Il s’ensuit qu’aux termes de l’article 20 (1) a) et c) de la loi du 5 mai 2006, le ministre peut statuer sur le bien-fondé d’une demande de protection internationale par voie de procédure accélérée soit s’il apparaît que les faits soulevés lors du dépôt de la demande sont sans pertinence ou d’une pertinence insignifiante au regard de l’examen de la prédite demande en obtention d’une protection internationale, soit si le demandeur provient d’un pays d’origine sûr au sens de l’article 21 précité de la loi du 5 mai 2006.
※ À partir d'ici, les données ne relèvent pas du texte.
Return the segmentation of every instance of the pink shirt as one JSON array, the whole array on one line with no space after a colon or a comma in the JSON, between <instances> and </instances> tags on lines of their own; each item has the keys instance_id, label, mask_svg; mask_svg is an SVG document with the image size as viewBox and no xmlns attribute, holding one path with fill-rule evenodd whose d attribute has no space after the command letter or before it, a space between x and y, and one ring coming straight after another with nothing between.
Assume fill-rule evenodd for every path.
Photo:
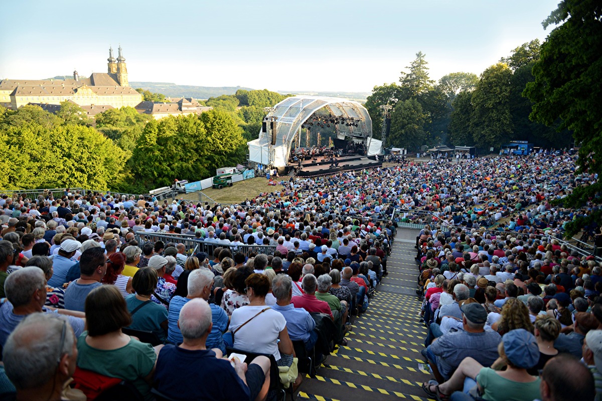
<instances>
[{"instance_id":1,"label":"pink shirt","mask_svg":"<svg viewBox=\"0 0 602 401\"><path fill-rule=\"evenodd\" d=\"M308 312L320 312L326 313L330 317L332 317L332 312L330 311L330 307L328 306L328 303L324 301L320 301L315 298L315 295L311 294L303 294L299 296L293 296L291 299L291 303L295 305L296 308L303 308Z\"/></svg>"}]
</instances>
Les conditions pour pouvoir statuer sur le bien-fondé d’une demande de protection internationale dans le cadre d’une procédure accélérée sont énumérées à l’article 20 (1) de la loi du 5 mai 2006 de manière alternative et non point cumulative, de sorte qu’une seule condition valablement remplie peut justifier la décision ministérielle à suffisance.

Plus particulièrement, tout d’abord, en ce qui concerne le point c) de l’article 20 (1), précité, visant l’hypothèse où le demandeur provient d’un pays d’origine sûr, et plus spécifiquement le moyen de la demanderesse consistant à voir écarter, par voie d’exception, le règlement grand-ducal du 21 décembre 2007, en ce qu’il désigne l’Albanie comme pays d’origine sûr, il y a lieu de rappeler qu’aux termes de l’article 21 de la loi précitée du 5 mai 2006 : « (1) Un pays peut être désigné comme pays d’origine sûr pour les besoins de l’examen de la demande de protection internationale.
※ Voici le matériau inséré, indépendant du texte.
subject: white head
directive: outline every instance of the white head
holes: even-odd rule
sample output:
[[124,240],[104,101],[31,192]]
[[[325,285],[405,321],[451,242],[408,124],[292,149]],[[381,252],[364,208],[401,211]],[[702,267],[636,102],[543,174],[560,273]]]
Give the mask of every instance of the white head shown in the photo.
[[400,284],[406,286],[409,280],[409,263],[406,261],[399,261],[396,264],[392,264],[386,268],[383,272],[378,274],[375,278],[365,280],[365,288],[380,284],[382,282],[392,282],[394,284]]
(2) Un pays qui est désigné comme pays d’origine sûr conformément aux paragraphes (3) et (4) du présent article peut uniquement, après examen individuel de la demande de protection internationale, être considéré comme étant un pays d’origine sûr pour un demandeur, s’il possède la nationalité de ce pays ou s’il avait précédemment sa résidence habituelle dans ce pays, mais que le demandeur n’a soumis aucune raison valable permettant de penser qu’il ne s’agit pas d’un pays d’origine sûr en raison de sa situation personnelle.
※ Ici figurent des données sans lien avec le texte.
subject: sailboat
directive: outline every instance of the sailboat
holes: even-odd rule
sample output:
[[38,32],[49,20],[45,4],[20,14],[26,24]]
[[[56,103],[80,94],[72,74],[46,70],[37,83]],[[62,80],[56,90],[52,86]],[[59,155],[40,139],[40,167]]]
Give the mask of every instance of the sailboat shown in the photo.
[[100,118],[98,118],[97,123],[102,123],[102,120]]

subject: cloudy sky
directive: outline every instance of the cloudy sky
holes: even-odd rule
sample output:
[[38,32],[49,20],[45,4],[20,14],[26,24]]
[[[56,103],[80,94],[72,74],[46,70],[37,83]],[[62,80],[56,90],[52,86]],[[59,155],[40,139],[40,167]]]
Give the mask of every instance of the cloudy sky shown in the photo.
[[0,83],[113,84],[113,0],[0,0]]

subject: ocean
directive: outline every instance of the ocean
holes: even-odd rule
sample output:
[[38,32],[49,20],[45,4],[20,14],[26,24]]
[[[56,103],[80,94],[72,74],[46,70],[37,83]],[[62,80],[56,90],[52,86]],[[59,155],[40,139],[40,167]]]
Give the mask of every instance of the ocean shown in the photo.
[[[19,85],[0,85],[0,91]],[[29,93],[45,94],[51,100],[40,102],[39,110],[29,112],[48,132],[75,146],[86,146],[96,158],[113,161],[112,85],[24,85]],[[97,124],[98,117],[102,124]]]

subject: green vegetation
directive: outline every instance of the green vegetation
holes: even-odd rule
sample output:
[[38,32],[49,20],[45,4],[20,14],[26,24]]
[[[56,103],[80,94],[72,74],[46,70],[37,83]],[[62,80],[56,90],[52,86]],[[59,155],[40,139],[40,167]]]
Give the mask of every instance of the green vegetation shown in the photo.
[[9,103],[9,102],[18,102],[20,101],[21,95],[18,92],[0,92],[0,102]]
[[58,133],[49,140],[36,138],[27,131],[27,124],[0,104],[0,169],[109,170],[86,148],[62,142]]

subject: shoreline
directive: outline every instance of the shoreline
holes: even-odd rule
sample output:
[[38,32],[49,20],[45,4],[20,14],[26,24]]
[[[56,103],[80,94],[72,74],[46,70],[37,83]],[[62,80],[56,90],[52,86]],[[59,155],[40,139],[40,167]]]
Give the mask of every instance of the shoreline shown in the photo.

(3) Une demande de protection internationale est rejetée, sans préjudice du paragraphe (2) qui précède, lorsqu’un pays est désigné comme pays d’origine sûr soit par l’Union européenne soit par règlement grand-ducal.

(4) Un règlement grand-ducal pourra désigner un pays comme pays d’origine sûr s’il est établi qu’il n’y existe généralement et de façon constante pas de persécutions au sens de la Convention de Genève. Les critères suivants seront pris en considération pour la désignation d’un pays comme d’origine sûr :

a) l’observation des droits et libertés prévus par la Convention européenne de sauvegarde des droits de l’homme et des libertés fondamentales, le Pacte international de droits civils et politiques ou la Convention des Nations Unies contre la torture et autres peines ou traitements cruels, inhumains ou dégradants ;

b) le respect du principe du non-refoulement prévu par la Convention de Genève ;

c) la prévision d’un système de recours efficace contre les violations de ses droits et libertés. » En l’espèce, il est constant en cause que par règlement grand-ducal du 21 décembre 2007, l’Albanie a été reconnue comme étant un pays d’origine sûr, de sorte qu’il y a lieu de conclure que c’est a priori à bon droit que le ministre a pu conclure que la demanderesse, qui a la nationalité albanaise et qui a habité en Albanie avant de venir au Luxembourg, provient d’un pays d’origine sûr. Cependant, dans la mesure où la demanderesse exige que ledit règlement grand-ducal du 21 décembre 2007 soit écarté en l’espèce par voie d’exception, il y a lieu d’analyser si le règlement grand-ducal du 21 décembre 2007 est conforme à sa loi habilitante, à savoir la loi du 5 mai 2006, contrôle effectué en vertu de l’article 95 de la Constitution qui impose aux cours et tribunaux de n’appliquer les arrêtés et règlements généraux et locaux qu’autant qu’ils sont conformes aux lois.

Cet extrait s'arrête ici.